In the same way as we signalled the importance of standards for the representation of interoperable corpora and their annotations, we will keep making the best use of the existing standardisation background for the representation of our various lexical resources. There again, the TEI guidelines play a central role, and we have recently participated in the “TEI Lex 0” initiative to provide a reference subset for the “Dictionary” chapter of the guidelines. We are also responsible, as project leader, of the edition of the new part 4 of the ISO standard 24613 (LMF, Lexical Markup Framework) [94] dedicated to the definition of the TEI serialisation of the LMF model (defined in ISO 24613 part 1 `Core model', 2 `Machine Readable Dictionaries' and 3 `Etymology'). We consider that contributing to standards allows us to stabilise our knowledge and transfer our competence.

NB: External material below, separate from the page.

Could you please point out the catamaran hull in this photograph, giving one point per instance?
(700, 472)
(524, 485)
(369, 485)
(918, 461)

Development of Annotated Corpora
Along with the creation of lexical resources, ALMAnaCH is also involved in the creation of corpora either fully manually annotated (gold standard) or automatically annotated with state-of-the-art pipeline processing chains (silver standard). Annotations will either be only morphosyntactic or will cover more complex linguistic levels (constituency and/or dependency syntax, deep syntax, maybe semantics). Former members of the ALPAGE project have a renowned experience in those aspects (see for instance [107], [93], [106], [88]) and will participate to the creation of valuable resources originating from the historical domain genre.

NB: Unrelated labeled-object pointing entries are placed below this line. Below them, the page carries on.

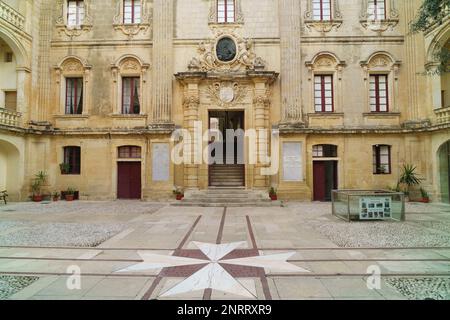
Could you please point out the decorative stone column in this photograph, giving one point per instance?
(261, 103)
(191, 116)
(291, 66)
(163, 20)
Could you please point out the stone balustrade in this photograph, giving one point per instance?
(9, 117)
(443, 115)
(11, 16)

Under the auspices of the ANR Parsiti project, led by ALMAnaCH (PI: DS), we aim to explore the interaction of extra-linguistic context and speech acts. Exploiting extra-linguistics context highlights the benefits of expanding the scope of current NLP tools beyond unit boundaries. Such information can be of spatial and temporal nature, for instance. They have been shown to improve Entity Linking over social media streams [76]. In our case, we decided to focus on a closed world scenario in order to study context and speech acts interaction. To do so, we are developing a multimodal data set made of live sessions of a first person shooter video game (Alien vs. Predator) where we transcribed all human players interactions and face expressions streamlined with a log of all in-game events linked to the video recording of the game session, as well as the recording of the human players themselves. The in-games events are ontologically organised and enable the modelling of the extra-linguistics context with different levels of granularity. Recorded over many games sessions, we already transcribed over 2 hours of speech that will serve as a basis for exploratory work, needed for the prototyping of our context-enhanced NLP tools. In the next step of this line of work, we will focus on enriching this data set with linguistic annotations, with an emphasis on co-references resolutions and predicate argument structures. The midterm goal is to use that data set to validate a various range of approaches when facing multimodal data in a close-world environment.